Putting a hard number on what was dubbed a Microsoft halo effect is difficult. But Novell CEO Ronald Hovsepian touched on it during the company's conference call with analysts Wednesday:
It’s very difficult to decipher the overall halo that Microsoft has. I will tell you the other relationships, like the SAP one that I had indicated in our early rollout, we saw some up-tick there and I am tracking the Lenovo and the Dell numbers. I’m just not sharing those in public but I have looked at them and those things are directionally correct in terms of where we want to see the relationship go.
That comment followed up on more color on Novell's SUSE pact with SAP earlier in the call.
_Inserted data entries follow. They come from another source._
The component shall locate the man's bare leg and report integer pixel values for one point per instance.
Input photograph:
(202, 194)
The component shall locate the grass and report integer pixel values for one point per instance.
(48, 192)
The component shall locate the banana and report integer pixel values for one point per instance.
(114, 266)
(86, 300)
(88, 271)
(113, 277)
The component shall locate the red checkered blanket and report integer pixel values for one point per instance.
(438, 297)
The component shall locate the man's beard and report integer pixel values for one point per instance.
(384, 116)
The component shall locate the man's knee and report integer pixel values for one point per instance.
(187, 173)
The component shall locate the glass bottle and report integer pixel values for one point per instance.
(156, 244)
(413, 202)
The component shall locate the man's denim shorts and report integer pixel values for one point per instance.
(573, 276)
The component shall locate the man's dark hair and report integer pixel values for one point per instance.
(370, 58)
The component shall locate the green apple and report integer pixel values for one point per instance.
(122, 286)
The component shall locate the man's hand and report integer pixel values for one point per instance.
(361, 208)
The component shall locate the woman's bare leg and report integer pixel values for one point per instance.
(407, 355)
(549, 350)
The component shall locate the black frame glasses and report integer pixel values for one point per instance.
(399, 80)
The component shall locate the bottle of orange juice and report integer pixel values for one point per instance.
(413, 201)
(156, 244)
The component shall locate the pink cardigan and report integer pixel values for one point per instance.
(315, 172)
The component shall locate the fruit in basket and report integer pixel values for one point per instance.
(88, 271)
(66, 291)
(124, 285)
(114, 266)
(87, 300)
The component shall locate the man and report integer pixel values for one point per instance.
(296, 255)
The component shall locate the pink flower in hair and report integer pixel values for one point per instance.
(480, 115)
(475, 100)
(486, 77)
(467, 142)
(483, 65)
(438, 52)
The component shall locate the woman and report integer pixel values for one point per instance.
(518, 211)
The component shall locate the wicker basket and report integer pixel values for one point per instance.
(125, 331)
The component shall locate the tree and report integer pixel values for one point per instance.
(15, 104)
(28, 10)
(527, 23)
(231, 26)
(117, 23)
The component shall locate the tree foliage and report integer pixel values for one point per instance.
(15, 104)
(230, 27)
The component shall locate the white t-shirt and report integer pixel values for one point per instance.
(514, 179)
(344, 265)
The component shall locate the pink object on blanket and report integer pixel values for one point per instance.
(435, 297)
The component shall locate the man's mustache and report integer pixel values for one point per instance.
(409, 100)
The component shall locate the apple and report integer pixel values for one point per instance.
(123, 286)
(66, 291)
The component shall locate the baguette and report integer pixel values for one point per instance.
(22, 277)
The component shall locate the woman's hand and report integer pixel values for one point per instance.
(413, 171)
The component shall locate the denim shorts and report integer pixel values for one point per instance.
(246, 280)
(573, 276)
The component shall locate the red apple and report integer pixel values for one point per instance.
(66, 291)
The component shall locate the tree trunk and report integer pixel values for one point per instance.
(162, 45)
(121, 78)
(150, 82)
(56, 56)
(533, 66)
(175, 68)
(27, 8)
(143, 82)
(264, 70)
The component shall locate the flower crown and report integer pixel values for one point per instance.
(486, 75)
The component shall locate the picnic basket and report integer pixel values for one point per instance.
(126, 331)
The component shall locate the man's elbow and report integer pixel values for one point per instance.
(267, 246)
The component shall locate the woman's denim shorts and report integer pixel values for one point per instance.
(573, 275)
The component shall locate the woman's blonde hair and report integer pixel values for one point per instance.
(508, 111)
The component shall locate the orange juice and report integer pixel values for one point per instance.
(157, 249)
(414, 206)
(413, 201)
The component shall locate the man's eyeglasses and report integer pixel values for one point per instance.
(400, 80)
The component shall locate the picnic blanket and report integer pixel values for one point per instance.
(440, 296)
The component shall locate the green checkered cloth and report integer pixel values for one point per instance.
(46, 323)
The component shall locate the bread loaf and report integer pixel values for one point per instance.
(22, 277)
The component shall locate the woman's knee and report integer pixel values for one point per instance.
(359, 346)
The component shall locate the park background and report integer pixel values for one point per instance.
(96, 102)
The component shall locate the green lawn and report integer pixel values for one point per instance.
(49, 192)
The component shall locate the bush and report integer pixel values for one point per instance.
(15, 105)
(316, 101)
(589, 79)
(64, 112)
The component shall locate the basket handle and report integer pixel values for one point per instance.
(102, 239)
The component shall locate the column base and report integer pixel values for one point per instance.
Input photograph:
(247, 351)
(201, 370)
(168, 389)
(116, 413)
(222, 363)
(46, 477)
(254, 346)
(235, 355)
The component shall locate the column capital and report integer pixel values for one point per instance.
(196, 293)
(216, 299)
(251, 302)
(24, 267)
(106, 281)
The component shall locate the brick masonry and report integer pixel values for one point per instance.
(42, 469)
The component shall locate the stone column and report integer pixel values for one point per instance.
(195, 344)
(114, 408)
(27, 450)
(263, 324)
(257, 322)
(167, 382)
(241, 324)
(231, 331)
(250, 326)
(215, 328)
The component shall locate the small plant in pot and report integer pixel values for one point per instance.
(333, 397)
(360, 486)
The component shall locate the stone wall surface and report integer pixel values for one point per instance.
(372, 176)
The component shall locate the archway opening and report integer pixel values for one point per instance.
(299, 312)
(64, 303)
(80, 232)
Hovsepian said that SAP's selection of Novell as its preferred Linux provider has landed 15 customers who have upgraded to SUSE Linux.
Add that deal in with preloaded SUSE pacts with Dell and Lenovo and Novell has diversified amid its Microsoft deal. It's safe to say that none of those deals would have worked without Microsoft paving the way.
To be sure, Novell is still dependent on Microsoft. A year into Novell's five-year agreement with Microsoft, the company has invoiced more than half of the $240 million deal. Novell has added 4,700 customers in the last year. For the fourth quarter, Novell reported Linux product revenue of $22 million, up 69 percent from a year ago.
Despite that Linux momentum Novell remains a work in progress. It is trying to transform into a pure play software company, cut expenses on back office expenses and be more efficient with its research and development. For now it's a "show me" company. And Novell's outlook was soft as the company changes its product mix.